I later discovered this is exactly what the industry calls "function calling" or "tool use." Every major LLM provider supports it natively now. I'd reinvented the wheel without knowing it existed. But coming at it from the architecture side rather than the API side shaped how I think about it: it's not just a feature you enable. It's a design pattern for keeping your application in control of what the LLM sees.
The difference from MCP (Model Context Protocol) matters here. MCP requires running a server that the LLM connects to. For my use case, that's a non-starter. I don't want any server running, any port open, any network exposure. Function calling keeps everything client-side. The only network traffic is the API call itself.
Combining both: the hybrid
In practice, neither pattern works alone. The briefing room gives the LLM breadth but hits context limits. DLPO gives precision but adds round-trips. The interesting architecture combines them.
Start with a briefing room baseline. Pre-load the data you know will be needed: current period metrics, key status indicators, recent history. This covers 80% of questions in a single call.

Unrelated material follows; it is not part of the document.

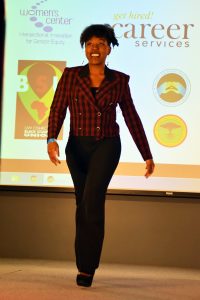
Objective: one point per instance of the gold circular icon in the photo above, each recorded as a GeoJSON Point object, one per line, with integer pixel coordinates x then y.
{"type": "Point", "coordinates": [170, 131]}
{"type": "Point", "coordinates": [171, 87]}
{"type": "Point", "coordinates": [50, 179]}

Add narrow tools for the remaining 20%. Define specific data retrieval functions the LLM can call when the baseline isn't enough. Not "query anything" but "get trend for a specific metric over N periods" or "compare two time ranges." Each tool returns a bounded result.
Cache tool results within the session. If the LLM asks for the same data twice, serve it from memory. No redundant queries against the local database.

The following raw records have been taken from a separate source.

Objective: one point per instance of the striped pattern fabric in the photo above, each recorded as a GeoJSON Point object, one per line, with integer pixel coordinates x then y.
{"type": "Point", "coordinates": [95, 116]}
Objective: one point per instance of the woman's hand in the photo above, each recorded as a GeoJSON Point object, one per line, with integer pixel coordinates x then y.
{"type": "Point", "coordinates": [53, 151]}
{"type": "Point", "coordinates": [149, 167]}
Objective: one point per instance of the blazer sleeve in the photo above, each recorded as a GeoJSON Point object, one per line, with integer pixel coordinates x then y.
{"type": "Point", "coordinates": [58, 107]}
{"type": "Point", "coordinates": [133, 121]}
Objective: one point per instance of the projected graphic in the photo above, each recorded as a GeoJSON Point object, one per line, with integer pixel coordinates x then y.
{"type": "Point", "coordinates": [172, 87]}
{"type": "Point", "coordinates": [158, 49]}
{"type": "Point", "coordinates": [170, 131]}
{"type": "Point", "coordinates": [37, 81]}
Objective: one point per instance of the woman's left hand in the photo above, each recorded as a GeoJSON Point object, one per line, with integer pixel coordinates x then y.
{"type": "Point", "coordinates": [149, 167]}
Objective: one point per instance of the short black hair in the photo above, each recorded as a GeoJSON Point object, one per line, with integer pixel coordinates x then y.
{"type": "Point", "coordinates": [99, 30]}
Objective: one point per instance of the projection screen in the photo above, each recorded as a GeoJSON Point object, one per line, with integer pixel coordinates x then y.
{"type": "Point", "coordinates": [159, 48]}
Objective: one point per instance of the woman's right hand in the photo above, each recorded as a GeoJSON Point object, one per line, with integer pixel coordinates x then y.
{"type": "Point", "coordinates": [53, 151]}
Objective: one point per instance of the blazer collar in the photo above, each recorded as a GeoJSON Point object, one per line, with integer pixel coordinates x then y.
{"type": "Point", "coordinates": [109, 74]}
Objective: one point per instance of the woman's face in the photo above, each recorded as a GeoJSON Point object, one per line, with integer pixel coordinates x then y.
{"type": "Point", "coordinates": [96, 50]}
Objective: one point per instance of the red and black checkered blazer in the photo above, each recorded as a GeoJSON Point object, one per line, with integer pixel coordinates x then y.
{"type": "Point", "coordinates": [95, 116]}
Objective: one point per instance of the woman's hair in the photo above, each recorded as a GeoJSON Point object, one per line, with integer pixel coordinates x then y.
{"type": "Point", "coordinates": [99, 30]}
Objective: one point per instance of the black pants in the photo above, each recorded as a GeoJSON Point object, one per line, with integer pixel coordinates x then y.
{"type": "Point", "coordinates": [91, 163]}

Log what the LLM requests. After a week, you'll know what data it actually pulls beyond the baseline. Use that to refine what you pre-load next time. The tools teach you what the briefing room was missing.
The broader pattern
This isn't just about my experiment. Anyone building AI features for on-premise software, healthcare data, financial services, legal documents, or internal tools hits the same constraint. The data can't leave the building.
The answer isn't "don't use AI." It's "use AI carefully, with your code as the gatekeeper."
Function calling gives you that gatekeeper role natively. Your code decides what to expose, how much to return, and whether to execute at all. The LLM proposes; your code disposes.
The cloud-first AI world assumes you'll upload your data to someone's vector database and let the LLM browse it. For a lot of real-world applications, that's not an option. Local-first AI is a different architecture, not a lesser one.
I've been exploring local-first AI architecture for over a year. It's slower, more constrained, and requires more architectural thinking than the cloud-first approach. But the exercise of building it taught me more about AI security than any whitepaper could.